Internet-Draft   SRTP in Store-and-Forward Applications        June 2009


   o  n_SSS:  0 bits (not used)

   o  n_CCI:  0 bits (not used)

5.1.  Adding Future e2e Transforms

   Adding transforms for the hbh protection SHALL follow the existing
   guidelines of [RFC3711].  Indeed, any current (or future, as far as
   we can see) transform specification for SRTP is applicable for usage
   with the hbh protection.

   To add an e2e transform, the accompanying specification MUST, besides
   specifying the cryptographic operations, define the format and usage
   of the PUV field and, if used, for the SSS field.  An authentication
   transform MUST define how the e2e MAC is computed and MUST NOT
   include the CCI field in the authentication coverage.

   It is STRONGLY RECOMMENDED that, when separate transforms are used
   for encryption and authentication, the sender SHALL first apply the
   e2e encryption transform and then the e2e authentication transform.
   When a combined (data encapsulation) transform is used, the order of
   processing is typically built in to the transform.

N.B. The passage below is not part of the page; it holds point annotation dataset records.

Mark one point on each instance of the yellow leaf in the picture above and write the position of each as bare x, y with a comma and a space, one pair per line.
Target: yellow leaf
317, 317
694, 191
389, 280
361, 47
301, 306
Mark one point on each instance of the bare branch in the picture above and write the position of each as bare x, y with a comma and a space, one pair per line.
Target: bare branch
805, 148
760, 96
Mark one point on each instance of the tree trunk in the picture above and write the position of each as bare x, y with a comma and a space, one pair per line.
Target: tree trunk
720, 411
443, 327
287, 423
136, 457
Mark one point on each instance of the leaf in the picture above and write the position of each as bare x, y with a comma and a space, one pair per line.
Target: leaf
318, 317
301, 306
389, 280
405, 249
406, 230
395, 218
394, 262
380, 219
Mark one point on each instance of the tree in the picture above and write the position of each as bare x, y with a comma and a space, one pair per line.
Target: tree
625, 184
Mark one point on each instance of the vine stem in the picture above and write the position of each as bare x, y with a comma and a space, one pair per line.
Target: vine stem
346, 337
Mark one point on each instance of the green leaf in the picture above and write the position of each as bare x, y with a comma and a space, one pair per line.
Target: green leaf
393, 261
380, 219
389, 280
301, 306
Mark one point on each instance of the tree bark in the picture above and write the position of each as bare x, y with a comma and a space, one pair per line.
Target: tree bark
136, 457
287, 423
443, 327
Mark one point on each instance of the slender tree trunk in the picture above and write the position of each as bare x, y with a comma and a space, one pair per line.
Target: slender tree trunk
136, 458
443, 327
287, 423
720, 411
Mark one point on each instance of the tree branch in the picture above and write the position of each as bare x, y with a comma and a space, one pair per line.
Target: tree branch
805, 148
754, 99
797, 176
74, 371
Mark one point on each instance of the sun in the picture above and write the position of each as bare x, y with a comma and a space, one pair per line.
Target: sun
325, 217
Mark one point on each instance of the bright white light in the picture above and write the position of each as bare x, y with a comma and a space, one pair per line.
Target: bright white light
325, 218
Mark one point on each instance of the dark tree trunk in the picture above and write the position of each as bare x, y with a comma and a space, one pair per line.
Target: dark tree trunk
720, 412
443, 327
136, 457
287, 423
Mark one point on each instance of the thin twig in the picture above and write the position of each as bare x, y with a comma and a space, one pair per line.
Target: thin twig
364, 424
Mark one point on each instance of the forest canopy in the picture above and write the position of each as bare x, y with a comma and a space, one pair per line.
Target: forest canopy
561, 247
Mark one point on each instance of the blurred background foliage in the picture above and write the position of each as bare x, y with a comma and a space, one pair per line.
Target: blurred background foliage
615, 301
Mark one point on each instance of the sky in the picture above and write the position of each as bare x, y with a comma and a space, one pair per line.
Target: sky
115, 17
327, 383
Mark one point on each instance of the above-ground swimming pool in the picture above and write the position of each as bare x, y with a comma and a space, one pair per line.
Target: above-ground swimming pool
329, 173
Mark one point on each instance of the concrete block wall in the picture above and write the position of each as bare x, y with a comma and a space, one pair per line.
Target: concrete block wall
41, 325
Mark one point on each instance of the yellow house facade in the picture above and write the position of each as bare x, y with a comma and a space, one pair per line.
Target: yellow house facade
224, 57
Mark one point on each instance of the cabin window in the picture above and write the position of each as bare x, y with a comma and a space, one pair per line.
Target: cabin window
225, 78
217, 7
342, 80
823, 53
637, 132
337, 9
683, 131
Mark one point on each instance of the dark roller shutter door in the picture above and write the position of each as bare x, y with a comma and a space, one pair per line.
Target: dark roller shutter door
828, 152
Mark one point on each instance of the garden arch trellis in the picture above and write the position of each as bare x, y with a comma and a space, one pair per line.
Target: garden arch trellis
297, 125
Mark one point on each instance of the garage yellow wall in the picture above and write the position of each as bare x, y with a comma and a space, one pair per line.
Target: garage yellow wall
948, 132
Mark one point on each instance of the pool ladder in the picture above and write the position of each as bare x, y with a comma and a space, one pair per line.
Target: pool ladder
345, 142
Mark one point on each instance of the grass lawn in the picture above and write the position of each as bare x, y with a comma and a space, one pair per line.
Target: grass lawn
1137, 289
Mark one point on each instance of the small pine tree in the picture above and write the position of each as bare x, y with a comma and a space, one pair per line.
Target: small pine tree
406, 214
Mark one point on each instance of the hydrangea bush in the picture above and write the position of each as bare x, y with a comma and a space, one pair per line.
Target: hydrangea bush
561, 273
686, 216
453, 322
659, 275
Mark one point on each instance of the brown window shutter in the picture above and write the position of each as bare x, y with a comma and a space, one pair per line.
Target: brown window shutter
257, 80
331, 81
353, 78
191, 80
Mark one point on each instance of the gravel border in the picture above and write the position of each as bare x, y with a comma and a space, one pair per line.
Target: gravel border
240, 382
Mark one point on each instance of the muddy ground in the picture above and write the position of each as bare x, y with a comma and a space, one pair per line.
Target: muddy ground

6.  Security Considerations

6.1.  General

   Though it may seem that there are quite a few differences between the
   cryptography and key management used in [RFC3711] and the
   corresponding functions defined here, the differences are actually
   smaller then one may think and the security considerations turn out
   to be essentially equivalent.

   As noted, a problem of SRTP in SaF applications is the transforms'
   dependence of the SSRC.  The SSRC is part of IV formation and crypto
   context identification in [RFC3711].

   In this specification three new in-band parameters, PUV, CCI, and
   SSS, are specified.  Note that CCI and SSS are used in exactly the
   same way the SSRC is used in [RFC3711]: context identification (CCI)
   and IV formation (SSS).  Basically, one can think of the CCI as the
   e2e context identifier and the SSS as a substitute for the SSRC.  The
   SSS (when used) is e2e protected.


Blom, et al.            Expires December 24, 2009              [Page 23]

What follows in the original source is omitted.